Some have speculated that Jesus’ intention was to give the Jewish priests a proof of his messianic claims by sending them the living evidence of people who had benefited from his miracles. In fact, this injunction points to the real nature of healing. Being physically cured from leprosy was not enough for lepers to be allowed back to normal life. Even cured they were prevented from taking part in social and religious gatherings, they remained outcast - religiously, ritually, and socially ‘unclean’. They could be readmitted to society and to worship in the Temple only after they had been examined by a priest, as prescribed by the Leviticus:
This shall be the ritual for the leprous person at the time of his cleansing: He shall be brought to the priest; the priest shall go out of the camp, and the priest shall make an examination. If the disease is healed in the leprous person. […] then […] he shall be clean. (Cf. Leviticus 14.2-9)
As you know, last Wednesday as part of our formation program and St Paul’s for this year we started a series of 4 online talks on the ‘Theology of Healing’, (the recordings will be available on our website soon). We started our series by reflecting on Jesus’ miracles and on the difference between curing and healing.

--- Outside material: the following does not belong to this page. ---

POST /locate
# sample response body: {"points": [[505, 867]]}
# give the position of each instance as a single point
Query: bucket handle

Curing is the elimination of the illness and the restoration of physical integrity: in the case of leper, the bacteria which causes it are destroyed, the person is not contagious anymore. Much more than physical integrity however is required for the person to be not just cured but healed: physical illness affects us psychologically and emotionally, is often accompanied by social segregation, threatens self-esteem, beliefs, and motivation. Beyond physical integrity therefore healing requires the restoration of social and personal meaning to life. Illness disempowers people. Healing restores our dignity, returns us our agency, gives us a voice.

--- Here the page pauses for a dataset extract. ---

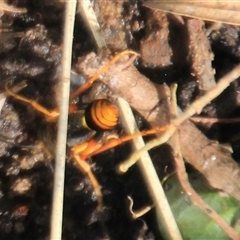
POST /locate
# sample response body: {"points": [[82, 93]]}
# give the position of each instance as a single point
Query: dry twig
{"points": [[183, 178]]}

Luke tells us that only one of the ten lepers who had been cured by Jesus turned back to thank him and to praise God. In other words, only one of them had been not just cured but truly healed or, as some translations aptly render this passage, had been “made whole”:
Jesus asked, "Were not ten made clean? But the other nine, where are they? Was none of them found to return and give praise to God except this foreigner?" Then he said to him, "Get up and go on your way; your faith has made you whole."
Healing is somehow compared to picking up the pieces and putting them together again. This process needs doctors and nurses, but especially friends able to listen, to show compassion, offer support. More than anything else, healing needs meaning. In times of suffering, we are impervious to arguments, but are touched by comforting signs, gestures, presence. The church understood this from the beginning. The reason why some of the consecrated hosts are always kept in churches after the celebration of the eucharist in the tabernacle is to bring communion to people who cannot attend the celebration because they are bed-ridden and unable to move. The very way we describe this act says it all: bring communion to those who are ill – that is affirming their place as part of our community even when they cannot be physically present, making sure that we are in common union with them and making sure they remain in common union with God, with us, and within themselves – that they are made whole and feel part of the whole.

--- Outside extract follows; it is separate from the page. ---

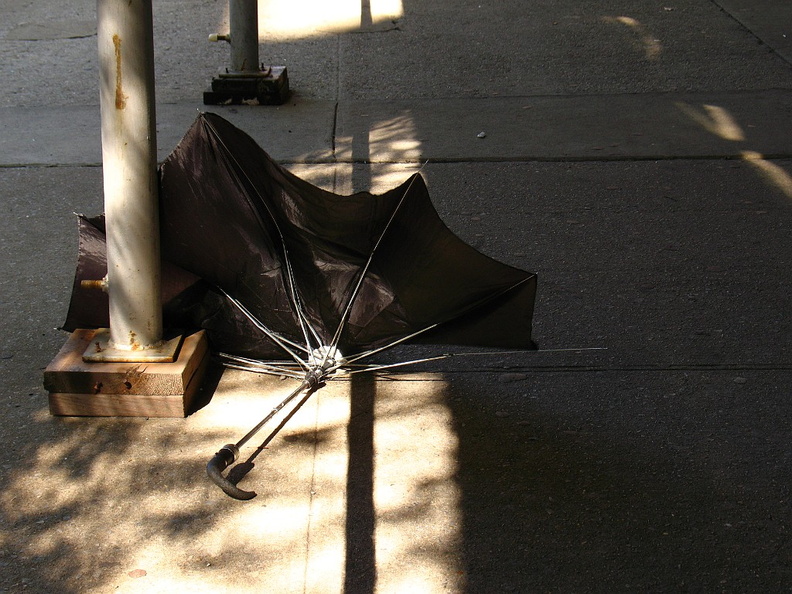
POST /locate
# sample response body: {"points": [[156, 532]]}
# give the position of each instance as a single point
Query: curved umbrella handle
{"points": [[222, 460]]}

Our prodigious medical advances today make us well – but the Gospel tells us that only faith and communion make us whole – only by believing and by loving we can sustain hope. Medical expertise is effective at curing but not enough for healing. Jesus’ miracle lies not so much in the fact that ten people are cured of their leprosy, but in that one person’s agency is fully restored, that this person becomes able to look beyond himself, turn back, show gratitude, praise God – in the fact that he does not need to be brought communion any more but can “go on his way” -as Jesus says”, actively taking part in this communion, and bringing it to others:
“Jesus said to him, "Get up and go on your way; your faith has made you whole".
Being made whole: this si the healing we can all be the agents of.
Being made whole: this is the healing we should all seek for ourselves.